I still manage mine as 'pets'. I have no intention of becoming a farmer :)

But I don't do anything with cloud at work.

bayindirh · on July 28, 2022

You don't become a farmer. Cattle "arrives" if your task calls for it. :)

sdoering · on July 28, 2022

Sorry to derail, but I really am irked by this cattle VS. pets analogy.

I know that a lot of meat is industrially produced with little regard for the animal well-being (livestock). And I know quite a lot farmers growing their herds organically and naming every single one. Quite a few farmers told me they would never eat meat if they didn't know the name of the animal it came from.
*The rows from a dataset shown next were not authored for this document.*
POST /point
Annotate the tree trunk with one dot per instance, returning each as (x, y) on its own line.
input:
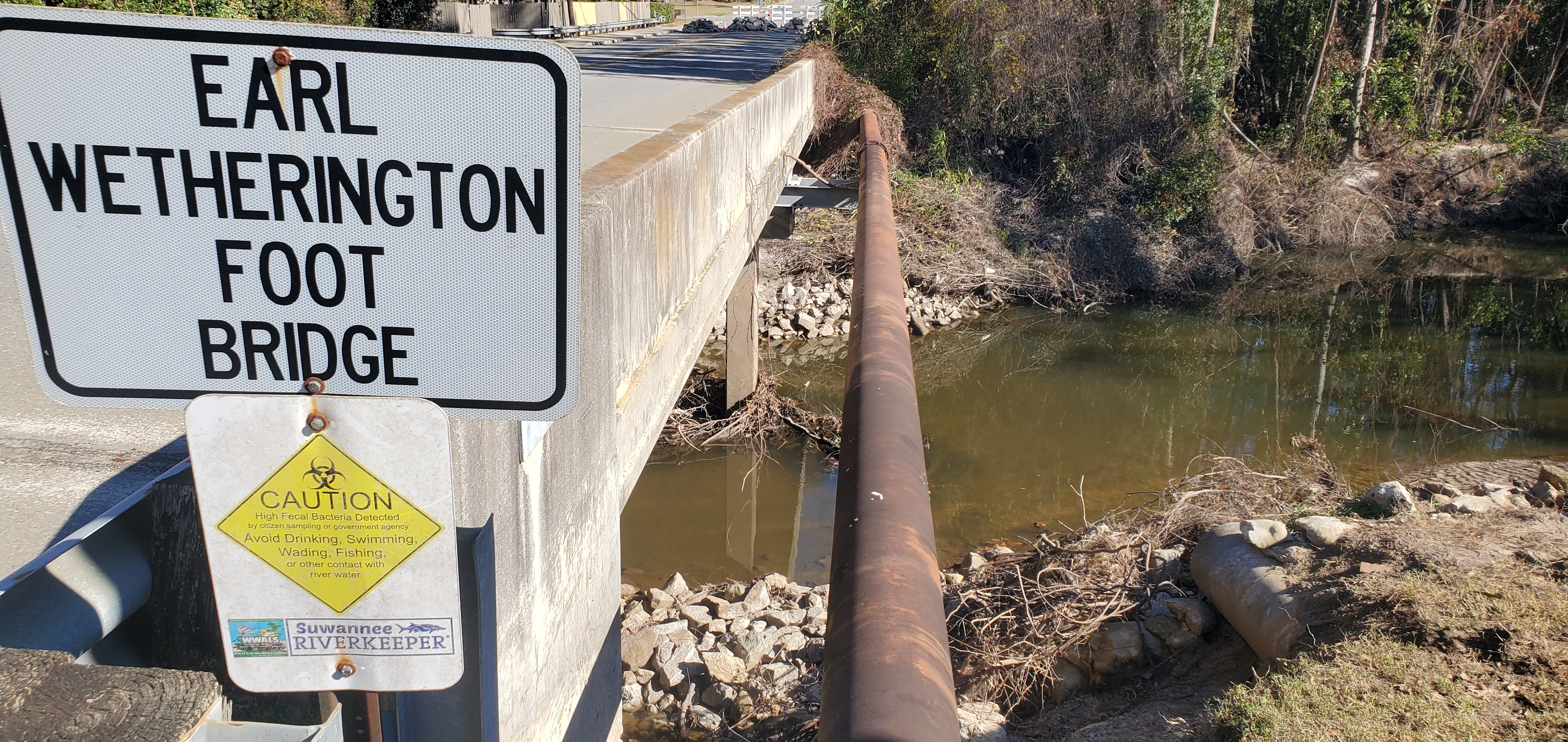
(1362, 79)
(1318, 73)
(1214, 26)
(1551, 70)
They know the character of every single animal in their herds.

So to me this analogy only works as long as we disregard the fact that these animals have unique characters. And that imho counters the analogy.

I prefer bots VS. pets to differentiate the two sides.

d110af5ccf · on July 28, 2022

Unique character has nothing to do with it. They may have names but they're still livestock - raised en masse to be sold. Pets don't just have names, they're akin to family members. Livestock don't hang out on the couch with you while you watch TV.

Production systems are very much like livestock - spun up to serve a purpose. Getting overly attached as you might with a personal pet system is probably a mistake that will reduce your efficiency.

bayindirh · on July 28, 2022

> So to me this analogy only works as long as we disregard the fact that these animals have unique characters. And that imho counters the analogy.

No, no... You are not mistaken. Every server in your "cattle" fleet has its own character after some point. Some of them eat through disks, one of them has a wonky Ethernet not quite broken, other one is always a little slower than the rest.

On a more serious note, I really understand what you're saying, but I'd rather not discuss it here, but the above paragraph really holds.

dade_ · on July 28, 2022

But the farmer still kill the cow just the same for slaughter, and another one replaces it. Please meet Sally2, I say to my 10 year old pet dog. Note, the farmer doesn’t have any bots and even the tractor is a pet.

Analogy is fine and I prefer to get these points of view on Portlandia.